La protection fonctionnelle est prévue, pour les agents de la fonction publique, par l’article 11 de la loi statutaire n°83-634 du 13 juillet 1983.

Elle peut être refusée pour trois motifs: l’intérêt général, la faute personnelle de l’agent qui la sollicite et le défaut de matérialité des faits qui la fondent.

Lorsqu’elle est accordée, elle est créatrice de droits, de sorte que l’autorité administrative ne peut légalement la retirer plus de quatre mois après sa signature, hormis dans le cas où la décision a été obtenue par fraude.

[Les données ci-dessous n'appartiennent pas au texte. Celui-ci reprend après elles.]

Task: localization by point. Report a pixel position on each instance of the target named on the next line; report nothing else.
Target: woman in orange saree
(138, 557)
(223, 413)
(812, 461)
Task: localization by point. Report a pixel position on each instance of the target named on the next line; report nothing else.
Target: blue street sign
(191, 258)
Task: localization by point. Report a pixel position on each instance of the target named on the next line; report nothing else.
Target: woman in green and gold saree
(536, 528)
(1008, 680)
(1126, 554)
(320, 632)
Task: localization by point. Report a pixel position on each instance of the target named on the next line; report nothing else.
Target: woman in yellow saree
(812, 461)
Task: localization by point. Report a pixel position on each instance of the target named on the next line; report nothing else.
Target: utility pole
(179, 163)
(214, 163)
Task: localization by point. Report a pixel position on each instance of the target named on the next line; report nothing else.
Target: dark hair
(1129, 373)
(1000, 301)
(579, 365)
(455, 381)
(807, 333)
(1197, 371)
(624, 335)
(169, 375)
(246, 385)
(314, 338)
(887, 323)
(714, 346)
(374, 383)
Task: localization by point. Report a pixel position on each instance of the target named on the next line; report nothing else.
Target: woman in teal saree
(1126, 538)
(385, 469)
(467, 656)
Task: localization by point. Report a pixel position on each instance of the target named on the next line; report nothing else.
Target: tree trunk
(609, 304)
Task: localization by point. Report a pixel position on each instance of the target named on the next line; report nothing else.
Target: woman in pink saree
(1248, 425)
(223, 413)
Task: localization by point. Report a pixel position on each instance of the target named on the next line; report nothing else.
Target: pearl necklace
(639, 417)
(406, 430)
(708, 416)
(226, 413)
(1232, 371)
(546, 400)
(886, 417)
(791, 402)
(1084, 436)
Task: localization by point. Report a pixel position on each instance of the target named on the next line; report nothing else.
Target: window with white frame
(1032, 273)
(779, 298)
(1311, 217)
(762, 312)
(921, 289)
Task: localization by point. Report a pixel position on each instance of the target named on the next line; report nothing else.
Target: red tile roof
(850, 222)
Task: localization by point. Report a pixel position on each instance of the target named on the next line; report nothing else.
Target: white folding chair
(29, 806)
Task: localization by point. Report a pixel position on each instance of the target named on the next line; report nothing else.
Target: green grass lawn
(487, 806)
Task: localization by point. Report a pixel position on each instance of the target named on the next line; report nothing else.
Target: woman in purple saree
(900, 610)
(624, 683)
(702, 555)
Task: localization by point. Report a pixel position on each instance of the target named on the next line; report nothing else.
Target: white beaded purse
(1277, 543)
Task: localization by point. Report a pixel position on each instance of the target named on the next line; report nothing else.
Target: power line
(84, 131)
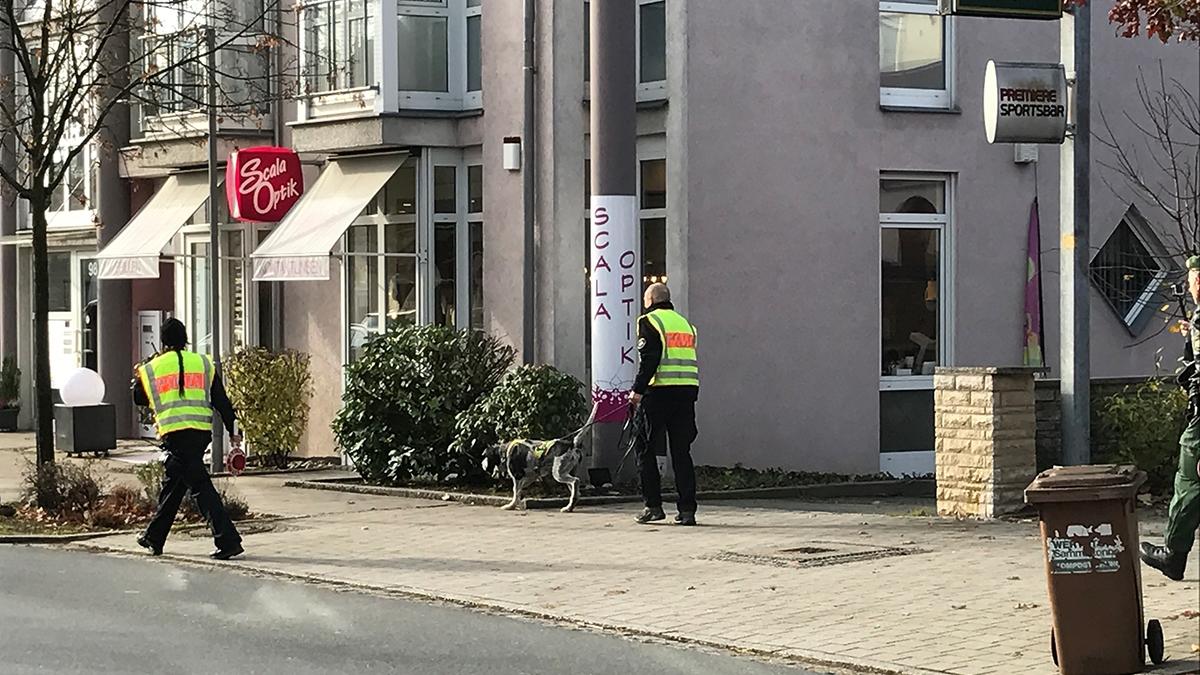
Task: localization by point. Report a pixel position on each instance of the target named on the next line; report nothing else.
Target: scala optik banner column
(616, 303)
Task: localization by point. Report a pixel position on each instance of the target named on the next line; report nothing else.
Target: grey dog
(527, 461)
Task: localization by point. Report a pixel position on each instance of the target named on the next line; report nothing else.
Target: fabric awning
(299, 248)
(135, 251)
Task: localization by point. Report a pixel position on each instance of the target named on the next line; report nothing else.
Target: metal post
(7, 214)
(214, 243)
(1074, 251)
(616, 284)
(528, 178)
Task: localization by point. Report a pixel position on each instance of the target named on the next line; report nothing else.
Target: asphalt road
(67, 611)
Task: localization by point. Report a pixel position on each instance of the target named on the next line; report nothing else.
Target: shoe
(1161, 559)
(145, 544)
(685, 519)
(226, 554)
(651, 515)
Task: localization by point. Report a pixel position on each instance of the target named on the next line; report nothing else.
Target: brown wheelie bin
(1090, 538)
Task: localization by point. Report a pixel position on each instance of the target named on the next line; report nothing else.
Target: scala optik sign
(1025, 102)
(263, 184)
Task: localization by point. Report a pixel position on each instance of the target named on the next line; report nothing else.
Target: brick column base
(987, 440)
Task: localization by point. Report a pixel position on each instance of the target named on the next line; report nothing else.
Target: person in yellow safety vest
(667, 387)
(183, 390)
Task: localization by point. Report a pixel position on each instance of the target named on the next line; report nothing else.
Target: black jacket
(220, 400)
(649, 353)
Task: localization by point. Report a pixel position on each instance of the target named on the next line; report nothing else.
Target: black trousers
(186, 473)
(671, 420)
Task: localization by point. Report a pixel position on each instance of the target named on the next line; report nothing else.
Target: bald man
(667, 387)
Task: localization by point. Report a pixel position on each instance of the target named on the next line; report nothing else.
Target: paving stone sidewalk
(967, 598)
(907, 595)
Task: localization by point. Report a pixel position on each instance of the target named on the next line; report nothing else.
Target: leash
(593, 420)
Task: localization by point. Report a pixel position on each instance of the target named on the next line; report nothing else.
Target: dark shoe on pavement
(145, 544)
(651, 515)
(685, 519)
(226, 554)
(1161, 559)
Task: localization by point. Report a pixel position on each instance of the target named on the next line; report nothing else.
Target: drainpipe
(528, 177)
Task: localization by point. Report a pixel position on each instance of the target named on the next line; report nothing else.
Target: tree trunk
(43, 405)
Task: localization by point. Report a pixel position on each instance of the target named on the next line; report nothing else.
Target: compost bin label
(1085, 549)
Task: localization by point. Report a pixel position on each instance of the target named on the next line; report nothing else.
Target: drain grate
(825, 554)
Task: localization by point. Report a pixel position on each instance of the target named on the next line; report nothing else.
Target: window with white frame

En revanche, l’administration "peut mettre fin à cette protection pour l'avenir si elle constate à la lumière d'éléments nouvellement portés à sa connaissance que les conditions de la protection fonctionnelle n'étaient pas réunies ou ne le sont plus, notamment si ces éléments permettent de révéler l'existence d'une faute personnelle ou que les faits allégués à l'appui de la demande de protection ne sont pas établis".

Le Conseil d’Etat a, à cet égard, précisé que la seule intervention d'une décision juridictionnelle non définitive, ne retenant pas la qualification de faits de harcèlement ne suffit pas, par elle-même, à justifier qu'il soit mis fin à la protection fonctionnelle (CE, 1er octobre 2018, req.n°412897, aux T du recueil Lebon).

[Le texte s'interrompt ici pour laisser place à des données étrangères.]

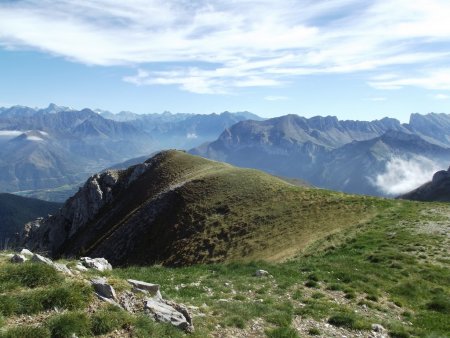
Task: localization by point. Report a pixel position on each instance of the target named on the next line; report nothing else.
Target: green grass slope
(391, 270)
(15, 211)
(187, 210)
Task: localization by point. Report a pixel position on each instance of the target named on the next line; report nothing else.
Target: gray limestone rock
(18, 258)
(100, 264)
(103, 289)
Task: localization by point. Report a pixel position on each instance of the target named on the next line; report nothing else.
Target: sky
(355, 59)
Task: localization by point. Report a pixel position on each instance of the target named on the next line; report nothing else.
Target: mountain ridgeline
(340, 155)
(437, 190)
(178, 209)
(59, 147)
(15, 211)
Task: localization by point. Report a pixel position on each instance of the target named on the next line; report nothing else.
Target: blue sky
(356, 59)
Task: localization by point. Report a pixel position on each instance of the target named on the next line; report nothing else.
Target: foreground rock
(26, 252)
(153, 289)
(44, 260)
(163, 310)
(99, 264)
(18, 258)
(103, 289)
(262, 273)
(169, 312)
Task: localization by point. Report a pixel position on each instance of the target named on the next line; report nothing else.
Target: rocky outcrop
(51, 233)
(438, 189)
(103, 289)
(18, 259)
(99, 264)
(159, 309)
(169, 312)
(58, 266)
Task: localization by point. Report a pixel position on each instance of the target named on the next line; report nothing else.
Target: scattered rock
(41, 259)
(103, 289)
(169, 312)
(100, 264)
(17, 258)
(26, 252)
(378, 328)
(261, 273)
(62, 268)
(153, 289)
(80, 267)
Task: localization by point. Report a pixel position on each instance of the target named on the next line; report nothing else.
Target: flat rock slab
(44, 260)
(26, 252)
(103, 289)
(100, 264)
(261, 273)
(169, 312)
(152, 289)
(18, 258)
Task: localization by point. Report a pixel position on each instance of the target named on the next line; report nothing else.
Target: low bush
(26, 332)
(68, 324)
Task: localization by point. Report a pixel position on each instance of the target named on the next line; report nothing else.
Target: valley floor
(389, 276)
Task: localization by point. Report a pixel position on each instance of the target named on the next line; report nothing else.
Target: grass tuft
(68, 324)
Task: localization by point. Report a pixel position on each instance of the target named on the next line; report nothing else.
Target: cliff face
(179, 209)
(56, 233)
(438, 189)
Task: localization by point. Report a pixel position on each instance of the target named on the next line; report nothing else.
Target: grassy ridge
(390, 270)
(220, 213)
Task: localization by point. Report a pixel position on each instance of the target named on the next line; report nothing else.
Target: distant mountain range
(59, 147)
(48, 152)
(348, 156)
(437, 190)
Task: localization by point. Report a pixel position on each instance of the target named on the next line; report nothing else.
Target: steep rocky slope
(180, 209)
(438, 189)
(15, 211)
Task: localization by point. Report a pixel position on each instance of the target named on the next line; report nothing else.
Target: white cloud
(276, 98)
(377, 99)
(402, 175)
(34, 138)
(220, 46)
(7, 133)
(438, 79)
(441, 97)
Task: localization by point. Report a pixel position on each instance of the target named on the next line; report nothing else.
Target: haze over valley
(225, 169)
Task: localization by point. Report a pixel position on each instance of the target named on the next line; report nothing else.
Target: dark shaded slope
(179, 209)
(15, 211)
(437, 190)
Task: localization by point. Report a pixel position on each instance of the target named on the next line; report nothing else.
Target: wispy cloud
(275, 98)
(437, 79)
(441, 97)
(221, 46)
(376, 99)
(402, 175)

Pour autant, l’administration peut alors "réexaminer sa position et mettre fin à la protection si elle estime, sous le contrôle du juge de l'excès de pouvoir, que les éléments révélés par l'instance, et ainsi nouvellement portés à sa connaissance, permettent de regarder les agissements de harcèlement allégués comme n'étant pas établis".